Sex-Dependent Changes in Anxiety, Memory, and Monoamines Following One Week of Stress

Document Type

Peer-Reviewed Article

Publication Date

4-20-2009

Abstract

Chronic restraint stress alters performance of rats on cognitive tasks, and anxiety measurements, and these stress-induced behavioral alterations are sexually dimorphic. Following a long stress period (21 days restraint) males show cognitive impairments while females are either not affected or enhanced on the same tasks. The current study examined whether sexually differentiated responses are also induced following shorter restraint stress durations. Male and female Sprague Dawley rats, aged 2.5 months, served as controls or received restraint stress (6 h/day, 7 days) and were tested for anxiety (plus maze), non-spatial memory (object recognition), and spatial memory (object placement). Plus maze performance was altered by sex and stress exposure. Stress impaired male object recognition but did not affect female performance. Stress did not affect male spatial memory; however, control females could not significantly discriminate between the old and new locations, but stress exposure enhanced female performance.
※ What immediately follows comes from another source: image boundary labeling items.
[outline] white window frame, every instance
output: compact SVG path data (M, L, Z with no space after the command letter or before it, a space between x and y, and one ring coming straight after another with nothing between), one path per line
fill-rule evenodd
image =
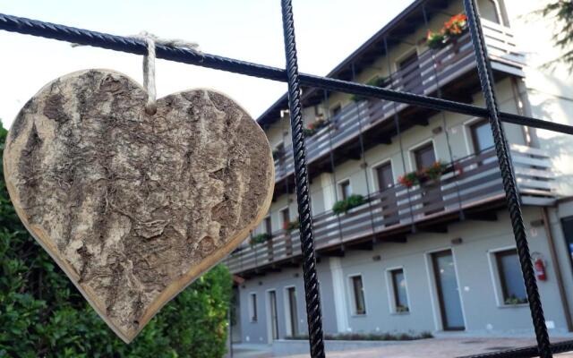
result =
M350 188L350 195L354 194L355 192L352 188L352 180L350 180L350 176L338 180L337 182L337 193L338 194L338 201L340 201L343 200L342 197L344 195L342 195L342 185L340 184L345 182L348 182L348 187Z
M396 184L396 173L394 172L394 163L392 162L392 158L389 157L381 161L374 163L370 168L371 180L372 180L372 183L374 183L374 189L377 192L381 191L381 188L380 188L380 185L378 183L378 176L376 175L376 170L378 169L379 166L381 166L388 163L390 164L390 169L392 169L392 183Z
M355 299L355 286L352 281L354 277L360 277L362 280L362 293L364 297L364 313L357 313L356 312L356 301ZM368 315L368 303L366 302L366 286L364 285L364 275L362 272L350 274L346 277L346 284L348 285L348 289L346 293L348 294L348 302L350 303L350 316L351 317L366 317Z
M490 277L492 286L493 286L493 295L495 296L495 303L498 308L518 308L527 307L529 303L506 304L503 297L503 288L501 287L501 278L500 277L500 268L496 260L498 252L507 251L509 250L517 250L515 245L497 247L487 251L487 261L490 266Z
M398 269L402 270L402 274L404 275L404 281L406 282L406 301L407 303L408 311L405 312L398 312L396 304L396 297L394 295L394 281L392 280L392 271L396 271ZM388 303L389 304L389 311L391 314L410 314L412 312L412 305L410 303L410 292L408 291L408 280L406 276L406 268L404 266L396 266L392 268L388 268L385 270L386 276L386 291L388 293Z
M288 209L288 220L289 220L288 222L290 222L290 220L291 220L291 217L290 217L290 211L291 211L291 209L290 209L290 205L286 205L286 206L284 206L284 207L280 208L280 209L278 209L278 221L280 221L280 227L279 227L279 229L282 229L283 227L285 227L285 222L283 221L283 211L284 211L285 209ZM271 222L270 224L272 225L272 222Z
M298 290L296 289L295 285L286 286L283 288L283 301L285 306L285 325L286 328L286 336L293 337L293 329L292 329L292 321L291 321L291 311L290 311L290 297L288 296L288 289L295 289L295 304L296 305L296 320L298 320ZM320 294L320 293L319 293ZM296 321L296 325L298 325L298 320ZM300 327L300 326L299 326ZM299 328L300 329L300 328ZM300 333L300 332L299 332Z
M440 161L440 156L438 156L438 150L436 149L436 141L433 138L428 138L427 140L422 141L415 145L408 148L408 166L410 166L411 171L417 170L417 168L415 167L415 154L414 152L428 143L432 143L433 157L436 158L436 161Z

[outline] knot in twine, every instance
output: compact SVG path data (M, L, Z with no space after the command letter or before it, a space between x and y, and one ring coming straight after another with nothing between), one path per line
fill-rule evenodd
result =
M155 115L158 111L156 103L157 92L155 89L155 46L156 44L172 47L184 47L196 54L202 55L196 42L188 42L182 39L159 38L147 31L141 31L131 38L141 39L147 44L147 55L143 56L143 87L147 91L147 103L145 112L148 115Z

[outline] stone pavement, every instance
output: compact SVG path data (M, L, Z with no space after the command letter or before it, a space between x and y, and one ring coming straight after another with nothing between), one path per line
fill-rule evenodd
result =
M558 341L555 339L554 341ZM383 345L376 348L352 351L327 352L328 358L444 358L492 353L504 349L534 345L533 338L483 338L483 337L438 337ZM238 345L234 358L273 357L270 345ZM306 358L308 354L282 356L282 358ZM557 354L559 358L573 358L573 352Z
M404 342L355 351L329 352L329 358L444 358L479 353L492 353L504 349L533 345L535 339L527 338L432 338ZM289 355L288 358L305 358L308 354ZM573 353L556 355L559 358L573 358ZM286 358L286 357L284 357Z

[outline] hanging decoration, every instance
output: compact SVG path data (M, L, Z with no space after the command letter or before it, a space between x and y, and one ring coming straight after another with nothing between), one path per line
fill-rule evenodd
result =
M22 223L125 342L248 235L274 185L267 138L232 99L150 97L108 70L60 77L4 158Z

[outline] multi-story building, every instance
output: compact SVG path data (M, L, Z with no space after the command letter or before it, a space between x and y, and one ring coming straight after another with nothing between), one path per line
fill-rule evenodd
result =
M501 110L567 122L571 90L537 66L556 50L526 32L549 38L545 20L521 16L532 2L478 5ZM416 0L329 76L483 107L467 31L426 39L459 13L461 1ZM303 98L325 332L531 332L487 121L317 89ZM269 215L225 261L244 279L233 326L243 342L307 329L287 107L283 96L258 118L275 149ZM570 331L573 147L504 127L547 327Z

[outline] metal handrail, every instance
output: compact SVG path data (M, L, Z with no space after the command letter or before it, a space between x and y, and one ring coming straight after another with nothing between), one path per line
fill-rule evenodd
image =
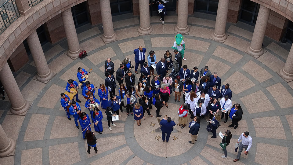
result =
M0 34L7 28L20 16L15 0L8 0L0 6Z

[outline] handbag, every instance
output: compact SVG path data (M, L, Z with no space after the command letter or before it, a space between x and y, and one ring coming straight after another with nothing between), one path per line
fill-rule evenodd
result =
M220 146L221 146L221 147L222 148L222 149L223 149L223 150L225 150L226 149L226 147L227 145L227 144L226 143L226 139L227 138L225 137L225 142L223 143L222 142L220 143Z

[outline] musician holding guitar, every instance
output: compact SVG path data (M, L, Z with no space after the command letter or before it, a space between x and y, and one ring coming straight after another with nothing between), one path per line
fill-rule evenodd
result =
M66 88L65 88L65 90L69 93L73 94L74 93L74 91L75 90L71 90L71 88L74 88L74 89L77 89L79 87L79 86L78 86L78 84L77 83L77 82L73 79L70 79L68 80L68 82L67 82L67 85L66 85ZM77 90L76 90L76 91L77 92ZM79 103L81 102L79 100L79 99L78 99L78 94L77 94L77 92L74 96L75 97L76 97L77 101ZM72 100L73 101L74 101L74 98Z
M89 95L90 94L92 94L94 97L96 88L96 87L95 88L94 85L90 83L89 81L87 81L86 82L85 82L85 86L82 90L82 96L87 100L89 99Z
M79 129L79 126L78 126L77 121L78 120L79 116L81 113L81 112L80 111L80 106L78 103L76 102L74 100L71 103L71 105L69 107L69 111L70 115L73 116L73 119L74 119L74 122L75 122L76 128Z
M61 106L63 107L64 110L65 110L65 113L66 114L66 116L68 119L71 120L71 118L70 118L70 116L69 115L69 110L68 109L68 108L69 108L71 105L71 103L70 102L70 99L67 95L63 93L61 94L60 95L62 97L60 100L60 102L61 103Z

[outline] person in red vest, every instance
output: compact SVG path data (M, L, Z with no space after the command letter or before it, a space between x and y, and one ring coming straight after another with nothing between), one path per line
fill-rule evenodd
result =
M179 110L178 111L178 116L179 116L178 120L179 121L180 126L183 125L181 127L181 128L183 128L185 127L186 124L188 123L187 120L188 109L188 105L187 104L184 103L181 105L179 108Z

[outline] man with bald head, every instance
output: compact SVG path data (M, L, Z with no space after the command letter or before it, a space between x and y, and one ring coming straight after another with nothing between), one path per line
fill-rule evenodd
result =
M138 66L140 64L140 68L143 66L143 63L145 59L146 48L143 48L141 46L139 46L138 48L135 49L133 51L134 54L134 61L135 62L135 68L134 72L137 74L137 68Z

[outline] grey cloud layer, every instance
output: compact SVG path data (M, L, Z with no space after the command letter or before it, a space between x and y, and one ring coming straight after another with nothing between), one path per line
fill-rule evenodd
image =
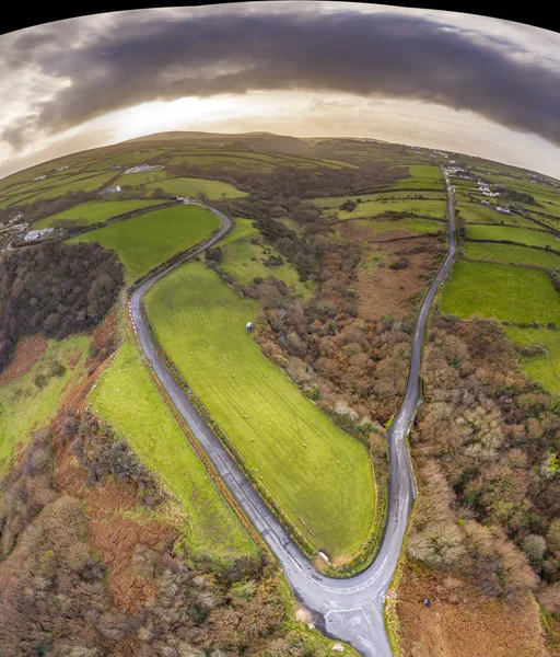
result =
M144 101L306 89L441 103L560 145L560 62L515 57L521 46L428 18L339 7L148 10L32 28L11 46L18 66L71 85L34 103L2 138L20 148L36 129L56 132Z

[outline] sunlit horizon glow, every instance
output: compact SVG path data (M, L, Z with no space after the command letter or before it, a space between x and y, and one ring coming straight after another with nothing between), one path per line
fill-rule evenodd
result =
M445 53L440 65L439 48L448 48L456 68L435 69L428 76L424 84L435 80L431 91L422 88L422 82L415 89L413 65L398 64L400 55L394 60L389 54L387 62L380 66L394 67L393 77L383 71L381 78L375 71L370 76L370 66L363 74L355 73L354 82L347 83L345 69L336 70L328 44L323 47L313 31L316 21L336 19L346 21L348 30L357 25L360 36L360 15L386 21L389 46L390 39L396 43L408 38L409 33L416 35L417 21L418 33L425 33L424 42L417 39L418 57L423 57L434 39L442 38L445 45L436 44L427 61L436 69L444 66ZM287 33L292 24L287 16L296 23L299 32L294 31L293 36ZM223 19L223 27L219 19ZM217 38L214 34L223 33L220 30L228 30L229 21L238 21L242 27L247 24L252 37L244 38L241 30L231 57L228 48L214 55L210 42ZM262 24L264 34L276 30L275 21L278 46L272 43L264 53L262 64L252 54L250 42L264 38L258 32ZM119 25L127 30L119 30ZM381 24L372 25L381 30ZM59 43L62 30L66 49ZM192 45L192 39L183 41L190 30L197 36L210 36L206 42L200 37L200 46ZM322 54L311 68L300 72L298 60L282 61L275 48L290 45L285 39L292 38L293 50L305 53L300 42L306 31L315 39L314 51L319 48ZM349 48L353 46L351 34L345 43ZM266 46L268 41L262 44ZM187 46L192 56L184 51ZM368 44L358 45L357 53L360 47L369 48ZM281 51L289 58L289 48ZM346 2L317 2L313 7L306 2L249 2L136 10L61 21L1 36L0 56L0 176L80 150L154 132L195 130L373 138L477 155L560 180L560 118L555 114L557 108L548 110L552 104L548 100L555 96L548 99L546 94L556 92L549 90L546 79L538 101L541 105L529 105L533 91L534 96L540 93L539 87L530 87L538 84L533 80L537 79L534 71L549 76L549 81L557 76L560 88L560 35L528 25L453 12ZM348 57L352 64L355 54L349 49ZM489 58L488 66L495 59L495 85L483 78L486 65L480 62L485 57ZM270 74L264 73L267 67ZM372 78L371 89L368 76ZM476 90L476 76L482 77L479 97L475 99L464 87L470 84ZM511 99L515 97L517 83L528 84L530 93L524 92L515 105ZM522 107L525 96L527 107Z

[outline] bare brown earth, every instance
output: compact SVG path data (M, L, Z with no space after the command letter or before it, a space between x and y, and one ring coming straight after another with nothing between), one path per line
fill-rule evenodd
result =
M15 354L10 365L0 373L0 388L8 385L18 377L24 374L38 360L47 348L47 341L43 335L23 337L15 347Z
M428 287L427 276L436 272L445 246L433 237L415 237L406 230L374 233L366 223L339 224L343 239L362 244L363 266L354 284L360 316L377 320L384 314L401 320L415 309L413 299ZM408 239L400 239L408 238ZM378 261L372 261L378 255ZM389 265L405 258L407 267Z
M424 607L424 598L430 607ZM535 598L503 603L453 574L404 569L397 614L406 657L550 657Z

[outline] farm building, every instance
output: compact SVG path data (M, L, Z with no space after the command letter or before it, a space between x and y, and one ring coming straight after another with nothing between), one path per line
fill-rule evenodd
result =
M23 239L26 242L32 242L33 240L38 240L43 235L46 235L52 232L54 230L54 228L44 228L43 230L31 230L27 234L23 235Z
M108 196L109 194L115 194L115 192L120 192L120 185L116 185L115 187L105 187L100 192L102 196Z
M140 164L140 166L127 169L122 175L127 175L128 173L142 173L143 171L161 171L162 169L165 169L165 166L161 166L160 164Z

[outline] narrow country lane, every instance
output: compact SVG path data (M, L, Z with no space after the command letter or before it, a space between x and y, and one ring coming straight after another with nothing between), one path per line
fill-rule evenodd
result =
M156 280L177 265L142 284L130 297L132 321L148 362L240 507L276 554L296 598L304 607L314 612L317 619L316 623L322 630L331 637L348 642L364 657L392 656L385 632L383 606L388 585L397 566L410 510L416 497L406 437L420 396L422 347L430 309L456 254L453 194L447 174L443 168L442 171L448 197L448 252L420 308L412 342L406 395L387 434L390 472L387 522L383 541L375 561L359 575L346 579L336 579L325 577L313 567L237 468L220 440L199 416L188 401L187 395L156 355L142 318L141 300L144 292ZM203 204L197 205L208 207ZM222 227L212 239L201 245L189 257L194 257L218 242L231 228L231 221L223 212L211 207L208 207L208 209L220 219Z

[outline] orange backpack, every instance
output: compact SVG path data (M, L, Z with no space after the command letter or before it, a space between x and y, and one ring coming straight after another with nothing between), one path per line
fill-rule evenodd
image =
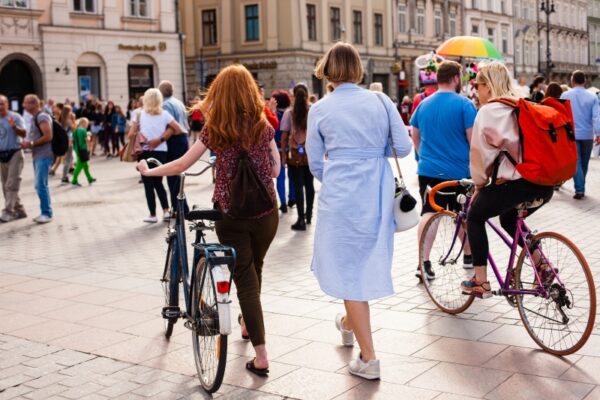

Following behavioral testing, monoamines and metabolites were measured in prefrontal cortex (PFC), hippocampus (CA1, CA3), and amygdala. Notably, PFC and CA3 indices for noradrenergic activity (MHPG levels and MHPG/NE ratios) were increased in stress females, but decreased in males, and similar changes were found in CA1 and BLA dopaminergic indices. Thus, these sexually dimorphic neurochemical changes following stress may underlie the behavioral differences. Current results show that short-term restraint elicits sex-dependent behavioral and neural changes different from those previously reported for longer term stresses and suggest that the temporal relationship between the change from adaptive to maladaptive responses to stress is shorter in male than female rats.